EghtesadOnline: Royal Dutch Shell Plc’s biggest takeover, the subject of intense investor scrutiny during crude’s collapse, is starting to pay off as Europe’s largest oil company chalks up its highest profit in five quarters.
The cash now generated by BG Group Plc -- acquired by Shell for $54 billion in February -- outstrips its spending, while production has risen by about a third in two years, Shell Chief Financial Officer Simon Henry said Tuesday. The integration of its assets has been completed “well ahead of time,” he said.
Shell Chief Executive Officer Ben Van Beurden, who’s faced criticism that he overpaid for the oil and gas producer, has vowed to boost savings from the deal and use higher cash flows to safeguard the dividend. While Shell built up record debts of almost $78 billion following the acquisition, its third-quarter results show that higher production, deeper cost cuts and tighter spending are boosting the bottom line, reports Bloomberg.
“Investors can finally see what the new Shell can do,” said Oswald Clint, a London-based analyst at Sanford C. Bernstein & Co. “The BG acquisition is finally delivering.”
The Anglo-Dutch energy giant said profit adjusted for one-time items and inventory changes rose 17 percent from a year earlier to $2.79 billion, exceeding the $1.79 billion average analyst estimate. Cash flow from operations, a key measure of financial strength, surged to $8.5 billion, more than triple the second-quarter figure.
BP Plc, Total SA, Exxon Mobil Corp. and Chevron Corp. also beat earnings estimates, showing that Big Oil is managing to adapt to low energy prices after two years of painful cost-cutting.
Crude’s collapse began in mid-2014, and by early April 2015 -- when Shell announced its acquisition of BG -- it was down more than 40 percent. As prices sank below $30 in early 2016, many were questioning the rationale behind the deal.
Shareholder Standard Life Investments said the plan was “value destructive” and it would vote against it. When the acquisition was announced, Carmignac Gestion SA fund manager Michael Hulme said that making a success of it would “require a more-than-healthy degree of optimism.”
In response, Van Beurden cut spending further, promised higher returns and said Shell would generate cash at lower oil prices. On Tuesday, the company said capital investment in 2017 would be at the bottom of its $25 billion to $30 billion guidance, down from $29 billion this year.
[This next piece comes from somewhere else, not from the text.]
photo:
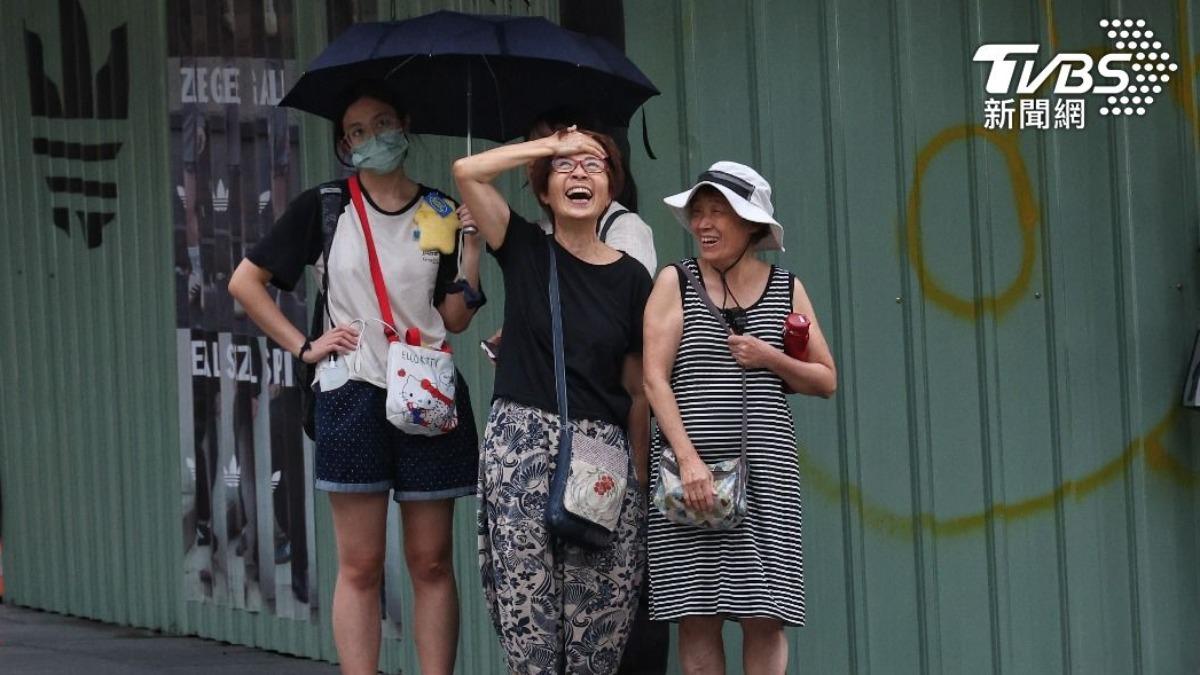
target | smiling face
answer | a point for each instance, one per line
(577, 193)
(721, 233)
Not all of Shell’s competitors reported such rosy results. Although BP and Exxon both beat estimates, earnings fell by 49 percent and 38 percent, respectively.
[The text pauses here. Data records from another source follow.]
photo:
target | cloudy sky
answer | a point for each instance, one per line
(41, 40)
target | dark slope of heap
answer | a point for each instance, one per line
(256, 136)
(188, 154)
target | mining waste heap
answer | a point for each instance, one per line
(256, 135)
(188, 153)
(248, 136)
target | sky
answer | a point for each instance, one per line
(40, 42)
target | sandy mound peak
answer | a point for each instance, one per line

The oil majors have renegotiated contracts, cut spending by billions of dollars, eliminated hundreds of thousands of jobs and sold assets to weather the market rout. While crude has increased more than 30 percent this year toward $50 a barrel, low prices continue to be a “significant challenge,” Van Beurden said.
Shell can manage “reasonably well” with oil at $50 in the next 12 months, CFO Henry said on a conference call. The company hasn’t said what price it needs to balance spending and dividends with cash from operations and asset sales, though Henry said it could break even next year even without proceeds from divestments. BP said Tuesday it can balance the books at $50 to $55 next year.
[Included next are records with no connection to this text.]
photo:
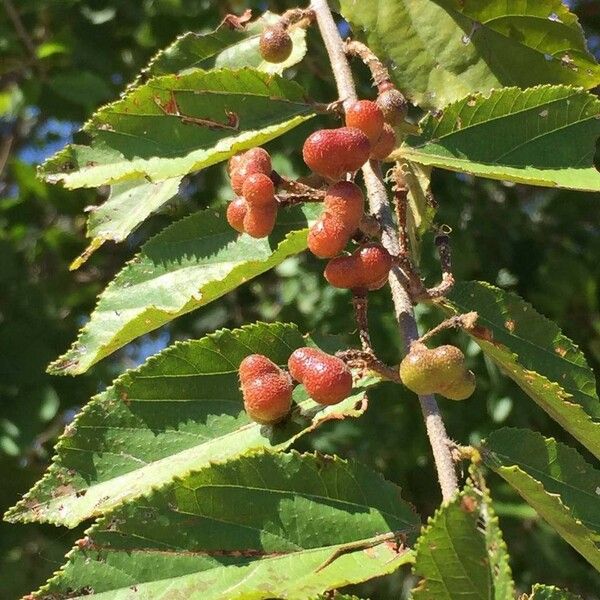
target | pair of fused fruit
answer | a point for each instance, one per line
(334, 152)
(255, 212)
(343, 211)
(440, 371)
(267, 389)
(367, 268)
Shell’s oil and gas production totaled 3.6 million barrels of oil equivalent a day in the third quarter, up 25 percent from a year earlier. BG pumped about 600,000 barrels a day in 2014, the level of output at which it was valued, and has ramped up to an average of about 800,000 barrels a day this year, Henry said.
“We are now seeing the benefit of the acquisition on the bottom line,” he said. “In the future all we have to do is deliver it.”